On his arrival at Princeton, Changez (the Pakistani transliteration of Genghis, as in Khan) sees America as the true Promised Land. “God bless America,” he apostrophizes. “God bless its level playing fields. God bless winning.” His rapid rise through in a Wall Street firm stokes his ambitions for a political career back home: “In 25 years I’m going to be the dictator of an Islamic republic with nuclear capability.” The souring of his love for America comes less from the conniving intricacies of capitalism than from his affair with the boss’s niece, Erica (Kate Hudson), an aspiring artist who expresses her devotion to him by exposing some of his vulnerabilities in her photo art. That, we are led to infer, is why Changez changes into a true believer who urges his followers to “wipe the blood of invaders from our sword.”
(READ: Alex Perry’s profile of Mira Nair)
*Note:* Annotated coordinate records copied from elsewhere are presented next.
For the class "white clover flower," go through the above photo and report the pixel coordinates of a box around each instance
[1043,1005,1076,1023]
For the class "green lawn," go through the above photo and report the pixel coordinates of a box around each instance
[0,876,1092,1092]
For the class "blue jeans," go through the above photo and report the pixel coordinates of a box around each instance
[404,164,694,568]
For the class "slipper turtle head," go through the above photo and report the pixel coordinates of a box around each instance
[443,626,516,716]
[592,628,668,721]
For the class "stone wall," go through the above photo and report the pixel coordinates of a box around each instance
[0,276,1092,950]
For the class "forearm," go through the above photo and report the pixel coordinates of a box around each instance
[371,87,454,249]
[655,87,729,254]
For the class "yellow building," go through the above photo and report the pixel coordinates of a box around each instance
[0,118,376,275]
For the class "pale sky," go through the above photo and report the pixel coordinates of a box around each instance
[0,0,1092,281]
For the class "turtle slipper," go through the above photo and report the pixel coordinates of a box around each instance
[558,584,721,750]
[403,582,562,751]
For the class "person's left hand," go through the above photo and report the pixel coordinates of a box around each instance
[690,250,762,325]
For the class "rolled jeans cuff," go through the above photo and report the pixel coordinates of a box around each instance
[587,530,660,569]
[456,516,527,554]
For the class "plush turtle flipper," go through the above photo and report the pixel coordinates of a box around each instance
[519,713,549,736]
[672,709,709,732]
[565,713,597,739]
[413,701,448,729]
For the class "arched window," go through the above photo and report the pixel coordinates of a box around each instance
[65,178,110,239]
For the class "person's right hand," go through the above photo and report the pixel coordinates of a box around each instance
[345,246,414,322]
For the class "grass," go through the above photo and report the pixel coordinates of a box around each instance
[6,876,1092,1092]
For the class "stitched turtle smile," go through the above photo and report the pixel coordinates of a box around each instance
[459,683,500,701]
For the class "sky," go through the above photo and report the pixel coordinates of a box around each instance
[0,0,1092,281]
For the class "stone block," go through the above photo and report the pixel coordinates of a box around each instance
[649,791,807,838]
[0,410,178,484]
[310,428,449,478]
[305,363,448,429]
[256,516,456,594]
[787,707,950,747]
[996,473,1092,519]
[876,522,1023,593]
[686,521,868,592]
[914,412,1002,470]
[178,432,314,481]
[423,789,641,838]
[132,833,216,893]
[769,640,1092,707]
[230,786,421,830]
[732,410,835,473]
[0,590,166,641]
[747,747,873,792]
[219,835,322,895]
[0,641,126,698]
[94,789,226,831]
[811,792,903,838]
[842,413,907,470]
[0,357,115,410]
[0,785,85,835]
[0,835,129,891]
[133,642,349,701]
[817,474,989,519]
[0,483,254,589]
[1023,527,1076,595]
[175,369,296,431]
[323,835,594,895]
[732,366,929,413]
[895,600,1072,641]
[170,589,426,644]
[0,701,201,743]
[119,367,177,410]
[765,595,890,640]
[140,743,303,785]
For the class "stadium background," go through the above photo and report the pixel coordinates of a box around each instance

The Erica affair is the least engaging element in a movie whose probing, disturbing questions are meant to test America’s conscience. Can one admire the strategic genius of the 9/11 attack while deploring the deaths it created? Does a free society have the right to strip-search any model citizen who happens to be Pakistani, and to kill hundreds of thousands of civilians in a country that harbored al Qaeda? Is terrorism just America’s word for an insurgency of the kind that gave birth to the United States?
Like her protagonist, Nair is an amalgam of two clashing cultures. India-born and Harvard-educated, she has directed films set in her homeland (Salaam Bombay!, Kama Sutra, Monsoon Wedding), in the U.S. (The Perez Family, Hysterical Blindness, Amelia) and in Britain (Vanity Fair). Twice before, Nair investigated the displacement felt by émigrés from the subcontinent when they come to America. The 1991 Mississippi Masala posed a Romeo-and-Juliet romance between a new arrival (Anglo-Indian actress Sarita Choudhury) and a local tradesman (the young Denzel Washington). The Namesake, in 2006, portrayed two generations of an Indian family that has settled in New York City.
(READ: Richard Corliss’s review of The Namesake)
Nair sleekly manages the story’s thriller aspects, especially the kidnapping. But this is a character study, and she has found some superb actors to fill it. The reunion of Puri and Shabana Azmi, two great lights of Indian cinema, as Changez’s parents would be sufficient reason for celebration. Sutherland and Schreiber give full force to America’s role in economic and political imperialism. And Turkish theater legend Haluk Bilginer steals his scene as a publisher of poetry (including works by Changez’s father) whose house is about to be shuttered by a company that the young man’s conglomerate has acquired.
This, though, is Ahmed’s show. A Brit of Pakistani heritage, an Oxford scholar and rap artist (his “Post 9/11 Blues” was banned by the BBC for being “politically sensitive”), he first attracted filmgoers’ attention in 2006 as one of the detainees in Michael Winterbottom’s The Road to Guantanamo. He also starred as the leader of the slapstick jihadis in Four Lions. Handsome, seductive and pensive, straddling the First and Third Worlds, Ahmed keeps viewers guessing as to what makes Changez run. The 30-year-old gets a starmaking role in a movie imposing in its breadth and depth. For American viewers right now, the contradictions that wage war within this reluctant fundamentalist are haunting and, quite possibly, terrifying.